Hackesches Quartier [realisiert]

  • @ Backstein: Danke für die Fotos!


    Trotz einzelnen Details, die ganz nett sind bleibt die bis zu zehn (!) geschossige Bebauung für einen mittelalterlichen Stadtkern völlig maßstabslos. Die Begründung liefern Backstein in seinen wenigen Zeilen gleich mit, man sieht nicht "den alten Uniturm an der Spandauer Straße" sondern den Turm der Heilig-Geist-Kapelle (13. Jahrhundert), welche leider schon 1904 nach massiven Bürgerprotesten mit der Erweiterung um einen Fünfgeschosser völlig erdrückt wurde. Kein Wunder, daß Backstein dieses mittelalterliche Kleinod nicht bemerkt hat.


    Das Ensemble des "neuen Hackeschen Quartiers" hätte an den Alex gepaßt, sozusagen extra muros. Aber nicht an die Neue Friedrichstraße.

  • ^ Maßstabslos wäre es, sich hier an einem bis auf vereinzelte Gebäude nicht mehr vorhandenem "mittelalterlichen Stadtkern" zu orientieren. Der wird auch nicht wiederkommen, wenn man im Zentrum der deutschen Hauptstadt nur noch zweistöckig baut.


    Es ging hier darum, die Lebhaftigkeit des (früher auch so nicht vorhandenen) Hackeschen Marktes auf die bisher tote gegenüberliegende Seite der Stadtbahn zu bringen und sich dabei in den vorhandenen Kontext einzugliedern. Das kann man doch grundsätzlich als erreicht abhaken. Die Gebäude sind keinesfalls durchgehend an der Straßenfassade zehnstöckig (klingt so schön schaurig, nicht wahr?), den Altbauten an der Rosenstraße wird ein neuer Rahmen gegeben, es gibt einen gewissen Übergang von den DDR-Blöcken an der Spandauer in Richtung Spandauer Vorstadt.

  • Ich denke auch, dass die Städtebauliche Entwicklung am Hackeschen Markt einer der größten Erfolge ist, die man seit der Wende in Berlin verzeichnen kann. Ein Segen, dass man dort nicht einfach wieder die alten Strukturen hergestellt, sonder einen öffentlichen Stadtraum geschaffen hat. Dass man von städtischer Seite probiert diesen Erfolg auf die andere Seite der Bahn zu transferieren ist verständlich - und dass man sich primär nicht an abwesenden Strukturen orientiert wohl eine Selbstverständlichkeit. Ich bin nicht unbedingt besonders froh über die Überformung der Alt-Stadt in den letzten 100 Jahren (das geht eigentlich schon beim Roten Rathaus los), aber ich erkenne auch keine Nutzen in der Wiederherstellung selbiger.

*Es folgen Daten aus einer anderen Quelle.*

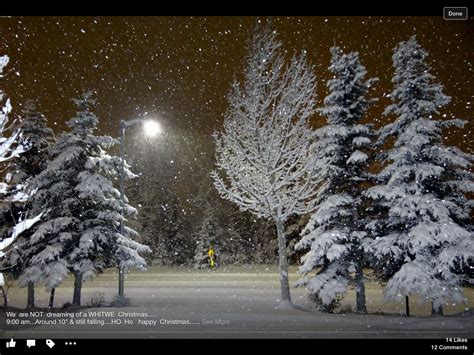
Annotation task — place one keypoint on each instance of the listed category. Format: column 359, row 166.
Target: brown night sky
column 181, row 67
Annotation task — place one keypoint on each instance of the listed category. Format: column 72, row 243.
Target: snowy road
column 213, row 305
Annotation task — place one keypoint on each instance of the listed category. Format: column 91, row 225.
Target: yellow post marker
column 210, row 253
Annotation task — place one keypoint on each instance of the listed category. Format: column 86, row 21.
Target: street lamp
column 151, row 128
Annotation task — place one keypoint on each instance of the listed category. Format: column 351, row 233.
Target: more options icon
column 50, row 343
column 11, row 343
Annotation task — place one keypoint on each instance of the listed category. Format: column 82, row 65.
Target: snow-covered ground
column 234, row 302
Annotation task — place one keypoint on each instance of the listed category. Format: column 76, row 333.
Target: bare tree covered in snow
column 336, row 231
column 265, row 155
column 423, row 234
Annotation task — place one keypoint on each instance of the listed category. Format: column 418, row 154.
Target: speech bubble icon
column 50, row 343
column 30, row 342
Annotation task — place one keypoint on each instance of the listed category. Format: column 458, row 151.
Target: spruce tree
column 421, row 235
column 335, row 232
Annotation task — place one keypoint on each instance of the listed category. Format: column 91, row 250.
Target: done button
column 455, row 13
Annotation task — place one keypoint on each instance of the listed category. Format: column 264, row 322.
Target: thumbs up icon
column 11, row 343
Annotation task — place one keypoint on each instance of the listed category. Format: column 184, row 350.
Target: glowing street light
column 151, row 128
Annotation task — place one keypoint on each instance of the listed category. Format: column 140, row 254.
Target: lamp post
column 151, row 128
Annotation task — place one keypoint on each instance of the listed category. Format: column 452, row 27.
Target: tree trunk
column 283, row 263
column 51, row 297
column 76, row 299
column 407, row 306
column 5, row 299
column 30, row 302
column 360, row 289
column 435, row 312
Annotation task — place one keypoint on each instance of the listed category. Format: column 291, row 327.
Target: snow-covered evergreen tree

  • Volle Zustimmung zu DaseBLN und million. Klar kann man sich darüber streiten, ob das Ganze nicht ein wenig zu wuchtig geraten ist, aber die Architekten hatten sich an dem zu orientieren, was da ist, nicht an dem was mal da war. Also nicht an einem mittelalterlichen Stadtkern, der schon seit dem 19. Jahrhundert mehr und mehr verschwand, sondern im Wesentlichen nach wie vor an der Hauptstadtplanung der DDR, die in dieser Ecke mit der Spandauer- und der Liebknechtstraße den Maßstab vorgibt.


    Das Ergebnis ist ein Übergang von den riesigen Blöcken um den Fernsehturm zur kleinteiligeren Bebauung jenseits der S-Bahnlinie. Dieser Übergang hätte vielleicht auch ein wenig kleiner sein dürfen, in jedem Falle passen sieben bis zehn Stockwerke aber besser zur heutigen Umgebung als die zwei, die es im Mittelalter gewesen wären. Ich find das Ergebnis jedenfalls prima...:)

  • Ihr glaubt doch nicht im Ernst, daß die 14-Geschosser-Wände an der Karl-Liebknecht und Spandauer Straße, die fast einen Quadratkilometer Innenstadt im warsten Sinne des Wortes in ihren Schatten stellen, in dieser Geschossigkeit die nächsten 15 Jahre überleben?


    Und: Die Architekten hatten sich keineswegs an dem Bestand zu orientieren, für den Bereich gab es einen B-Plan der genauso gut andere Dimensionen hätte festlegen können. Sonst hätte man nach § 34 BauGB genehmigen können.


    Erstaunlich finde ich, mit welcher Geschichtsblindheit hier im Stadtkern Kaiserzeit, Weimar, braune und rote Sozialisten sowie die Gegenwart Hand in Hand arbeiten, gewollt oedr nicht. Bloß nicht über die Geschichte Berlins vor 1900 nachdenken... Lieber den nächsten 10-Geschosser - Hurra! Hurra! Hurra!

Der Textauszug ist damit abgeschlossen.